IRS event answer
The IRS third-quarter calendar lists September 30, 2026 for Form 730 for August wagers and Form 2290 for vehicles first used during August.
Last verified June 17, 2026
This page gives the source-backed date first, then shows what the reader still has to verify. It is a planning page, not a payroll, filing, bond, excise-tax, or employee-status decision.
September 30, 2026 Form 2290 And Wagering Tax Deadlines: official-source breakdown
| Item | What the IRS calendar lists | What to verify |
|---|---|---|
| Form 730 | IRS lists filing Form 730 and paying tax on wagers accepted during August. | Confirm that wagering activity occurred and that Form 730 applies. |
| Form 2290 | IRS lists Form 2290 and tax for vehicles first used during August. | Confirm the first-use month, vehicle status, and current Form 2290 instructions. |
| Semiweekly payroll item | IRS also lists a September 30 semiweekly payroll deposit line for September 23-25 payments. | Keep payroll deposit checks separate from Form 730 and Form 2290. |
How to read this IRS deadline
The IRS public tax calendars are useful because they put many recurring filing, reporting, deposit, and payment dates in one place. They are also easy to misread if a page treats every IRS line as a general deadline. This page keeps the official date visible while preserving the condition attached to the date.
For payroll deposit items, the key question is usually whether the employer uses the monthly or semiweekly deposit rule and whether the covered payment dates match the source line. For employee tip-reporting items, the key question is whether the employee had tips that meet the reporting threshold for the month named by the IRS calendar. For bond, wagering, and heavy-vehicle pages, the key question is whether the activity, form, and month match the specific IRS line.
That is why the page uses language such as “IRS lists” and “if the rule applies” instead of telling a reader to file, pay, or report. It is a source-reviewed index entry for September 30, 2026, not a substitute for the IRS calendar, form instructions, payroll provider records, account notices, or professional guidance.
Verification checklist
- Open the linked IRS calendar and confirm the September 30, 2026 line before using the date.
- Confirm the exact form, payment period, activity month, employee role, business role, or deposit schedule behind the official line.
- Check current form instructions, EFTPS or payment-provider cutoffs, payroll records, employer procedures, and IRS account notices if the date affects a real filing or payment.
- Check disaster-relief notices or agency-specific updates if the reader’s location, account, or form may have a special extension.
- Keep the official source link, confirmation numbers, filing acknowledgements, and relevant screenshots with the business or employment records.
What this page does not decide
This page does not decide whether a reader is an employee with reportable tips, an employer with a payroll deposit requirement, a bond issuer, a withholding agent, a wagering business, a heavy-vehicle owner, a tax-exempt organization, or a business covered by a specific form. It does not calculate amounts, determine penalties, validate an extension, or confirm account status.

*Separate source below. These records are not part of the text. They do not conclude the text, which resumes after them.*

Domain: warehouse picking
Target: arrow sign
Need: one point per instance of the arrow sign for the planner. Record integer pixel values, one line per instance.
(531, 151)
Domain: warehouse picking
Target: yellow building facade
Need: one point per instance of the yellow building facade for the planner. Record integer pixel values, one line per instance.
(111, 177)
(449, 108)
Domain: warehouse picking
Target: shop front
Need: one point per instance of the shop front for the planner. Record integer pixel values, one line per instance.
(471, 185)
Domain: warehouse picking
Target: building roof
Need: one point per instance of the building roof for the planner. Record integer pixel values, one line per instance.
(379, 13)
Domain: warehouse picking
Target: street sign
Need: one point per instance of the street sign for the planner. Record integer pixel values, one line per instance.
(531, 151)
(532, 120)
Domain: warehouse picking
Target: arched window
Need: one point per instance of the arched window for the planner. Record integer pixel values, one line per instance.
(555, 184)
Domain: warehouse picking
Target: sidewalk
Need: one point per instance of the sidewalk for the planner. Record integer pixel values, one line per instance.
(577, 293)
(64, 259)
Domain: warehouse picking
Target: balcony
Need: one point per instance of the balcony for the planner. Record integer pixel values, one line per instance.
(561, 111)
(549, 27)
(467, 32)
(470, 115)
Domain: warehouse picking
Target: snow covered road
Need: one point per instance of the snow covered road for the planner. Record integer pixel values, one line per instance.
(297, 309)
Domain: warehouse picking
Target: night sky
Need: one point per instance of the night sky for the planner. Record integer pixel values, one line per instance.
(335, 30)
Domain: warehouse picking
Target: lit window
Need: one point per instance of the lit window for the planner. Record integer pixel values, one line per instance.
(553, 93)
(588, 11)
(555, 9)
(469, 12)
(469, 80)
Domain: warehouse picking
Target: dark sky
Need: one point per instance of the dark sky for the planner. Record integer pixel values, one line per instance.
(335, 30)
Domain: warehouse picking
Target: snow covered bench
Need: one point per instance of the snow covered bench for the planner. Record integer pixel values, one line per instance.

The safest use of the page is to find the official date quickly and then verify the controlling source. If the date matters financially, operationally, or legally, the reader should use the IRS page, current form instructions, account records, and qualified help where appropriate.
Related September 2026 pages
- September 2026 US Deadline Calendar
- September 2026 Federal Tax Deadlines
- September 10, 2026 Employee Tip Reporting Deadline
- September 15, 2026 Estimated Tax And Business Extension Deadlines
Planning boundary
This is a forward-looking September 2026 event page
As of the June 2026 planning window, this page covers a future event that readers can still plan for. It is part of Punilog’s July-December 2026 expansion and avoids building standalone pages around dates that have already passed.
The page summarizes official-source language and then separates what still needs verification. That distinction matters because a public calendar can show a date, but it cannot decide a reader’s tax rule, payroll schedule, local service hours, bank branch policy, or employer-specific calendar.
Sources and verification
Official sources
Last verified: June 17, 2026. Jurisdiction: United States federal. Cycle: September 2026 forward deadline event.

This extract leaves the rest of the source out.